The plague doctor was not alone in taking notice. While Wren gawked at his fellow revellers, many more eyes gazed back at him. He could not quite deny his initial spark of alarm at attracting attention—as he strode arm-in-arm with Shrike through the wide open meadow with neither tree nor shrub to shelter them from judgment—but as before, in the Wild Hunt and the Moon Market and the Court of Hidden Folk, the fae gazed on him not with censure or derision. Some of their glances appeared admiring. A few Wren thought held the gleam of jealousy. Most, by far, fixed him with eager and open curiosity. A certain delight in discovery ran throughout the fae realms like a golden thread winding through a tapestry. And on this particular occasion, they delighted in discovering the Oak King arm-in-arm with his mortal paramour wearing beautiful masks crafted by his own clever hands.
As Shrike and Wren’s amiable ambling drew them nearer to the sacred tree, Wren caught sight of the leather patchwork button-eyed mask again.

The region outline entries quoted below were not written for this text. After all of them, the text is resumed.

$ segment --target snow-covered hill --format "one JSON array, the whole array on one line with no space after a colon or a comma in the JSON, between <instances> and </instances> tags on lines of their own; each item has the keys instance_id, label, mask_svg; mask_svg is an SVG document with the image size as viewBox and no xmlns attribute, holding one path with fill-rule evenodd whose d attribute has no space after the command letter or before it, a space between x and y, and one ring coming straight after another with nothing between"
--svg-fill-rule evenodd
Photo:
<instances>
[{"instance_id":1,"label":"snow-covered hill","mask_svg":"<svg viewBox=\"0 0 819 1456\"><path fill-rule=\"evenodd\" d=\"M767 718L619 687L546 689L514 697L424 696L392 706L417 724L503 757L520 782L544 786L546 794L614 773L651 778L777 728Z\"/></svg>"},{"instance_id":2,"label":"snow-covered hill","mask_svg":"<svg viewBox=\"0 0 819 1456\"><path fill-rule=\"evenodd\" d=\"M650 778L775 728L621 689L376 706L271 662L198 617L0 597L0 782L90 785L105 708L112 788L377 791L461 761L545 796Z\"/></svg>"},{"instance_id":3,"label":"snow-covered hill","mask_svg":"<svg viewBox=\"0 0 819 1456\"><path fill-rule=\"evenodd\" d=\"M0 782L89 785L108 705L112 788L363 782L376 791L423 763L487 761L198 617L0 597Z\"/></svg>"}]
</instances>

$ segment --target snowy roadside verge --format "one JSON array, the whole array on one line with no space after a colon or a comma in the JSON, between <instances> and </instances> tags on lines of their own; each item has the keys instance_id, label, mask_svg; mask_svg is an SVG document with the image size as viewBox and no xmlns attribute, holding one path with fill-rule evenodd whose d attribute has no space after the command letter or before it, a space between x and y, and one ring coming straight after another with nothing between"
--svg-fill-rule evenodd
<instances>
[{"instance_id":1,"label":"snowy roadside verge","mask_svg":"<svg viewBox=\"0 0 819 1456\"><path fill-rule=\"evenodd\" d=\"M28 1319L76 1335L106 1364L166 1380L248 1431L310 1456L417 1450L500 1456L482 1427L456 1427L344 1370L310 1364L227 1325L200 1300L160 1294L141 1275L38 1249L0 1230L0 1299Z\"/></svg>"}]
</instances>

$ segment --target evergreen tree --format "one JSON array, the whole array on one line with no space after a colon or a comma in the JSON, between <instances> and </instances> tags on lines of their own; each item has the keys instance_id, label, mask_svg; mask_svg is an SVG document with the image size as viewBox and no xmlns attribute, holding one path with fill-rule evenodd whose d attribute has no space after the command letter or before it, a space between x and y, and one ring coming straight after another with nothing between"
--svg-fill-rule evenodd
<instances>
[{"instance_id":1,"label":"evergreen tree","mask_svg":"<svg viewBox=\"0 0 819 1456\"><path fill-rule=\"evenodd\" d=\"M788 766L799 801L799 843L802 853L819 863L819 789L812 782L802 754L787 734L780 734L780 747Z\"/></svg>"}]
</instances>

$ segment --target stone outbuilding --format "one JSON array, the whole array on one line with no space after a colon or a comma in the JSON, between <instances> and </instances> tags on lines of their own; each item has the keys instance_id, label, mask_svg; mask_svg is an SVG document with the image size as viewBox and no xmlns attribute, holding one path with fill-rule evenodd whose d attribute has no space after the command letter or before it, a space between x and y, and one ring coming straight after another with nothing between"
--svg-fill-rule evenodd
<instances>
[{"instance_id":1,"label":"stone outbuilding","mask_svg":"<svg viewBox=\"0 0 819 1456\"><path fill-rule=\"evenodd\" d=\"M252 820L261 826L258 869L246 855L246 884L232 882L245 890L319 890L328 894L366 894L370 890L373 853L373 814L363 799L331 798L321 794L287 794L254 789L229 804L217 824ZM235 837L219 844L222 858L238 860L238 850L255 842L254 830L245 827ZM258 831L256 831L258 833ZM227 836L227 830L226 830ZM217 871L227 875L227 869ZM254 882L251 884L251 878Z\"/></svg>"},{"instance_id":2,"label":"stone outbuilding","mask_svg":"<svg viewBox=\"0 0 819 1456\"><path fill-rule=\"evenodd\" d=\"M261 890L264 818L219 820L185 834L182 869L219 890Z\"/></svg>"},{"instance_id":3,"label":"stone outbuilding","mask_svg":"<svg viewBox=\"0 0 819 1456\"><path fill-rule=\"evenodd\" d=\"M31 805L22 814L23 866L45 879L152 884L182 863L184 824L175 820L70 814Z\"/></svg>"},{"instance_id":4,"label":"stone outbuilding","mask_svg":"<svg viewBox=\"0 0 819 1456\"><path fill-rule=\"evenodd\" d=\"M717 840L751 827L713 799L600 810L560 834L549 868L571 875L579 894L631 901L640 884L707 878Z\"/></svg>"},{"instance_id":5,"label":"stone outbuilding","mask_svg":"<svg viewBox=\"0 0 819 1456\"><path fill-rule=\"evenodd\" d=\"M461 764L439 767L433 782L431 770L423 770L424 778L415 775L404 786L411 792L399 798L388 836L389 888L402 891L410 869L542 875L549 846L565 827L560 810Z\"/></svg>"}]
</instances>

Its wearer carried strings of blown eggs decorated in intricate patterns, and as Wren watched, tied them on to the slender tips of the lowest-hanging twigs. Wren paused to observe their work and by so doing drew Shrike’s attention to it.
“And when shall we make our own votive offering?” Wren asked.
“After the dance,” Shrike replied. “If you’ll join me in it.”
Wren turned to him with brow raised. “Are you asking, my lord?”
Shrike wore the small, shy, handsome smile that Wren loved so well. “An’ it so please you.”
Wren grinned.
They did not have long to wait. Above the general murmur of the crowd the strains of the hornpipe grew louder, and a jaunty fiddle and chiming tambourine soon rose to join its song. Folk turned away from idle conversation towards the tree looming over all.
Shrike held out his hand to Wren.
And, as he had wished to do so many times over in Hyde Park, Wren accepted his handclasp.
The warm rough palm laid against his own as if, like pages from a book, they were meant to nestle together for centuries, with their interlaced fingers as binding. Wren had lost count of how oft he touched Shrike whilst in the fae realms. Every instance gave him the same thrill settling into comfort, like a wave crashing over the shore followed by the gentle lapping of the tide. How happily Wren could sink beneath that sea and sleep in bliss.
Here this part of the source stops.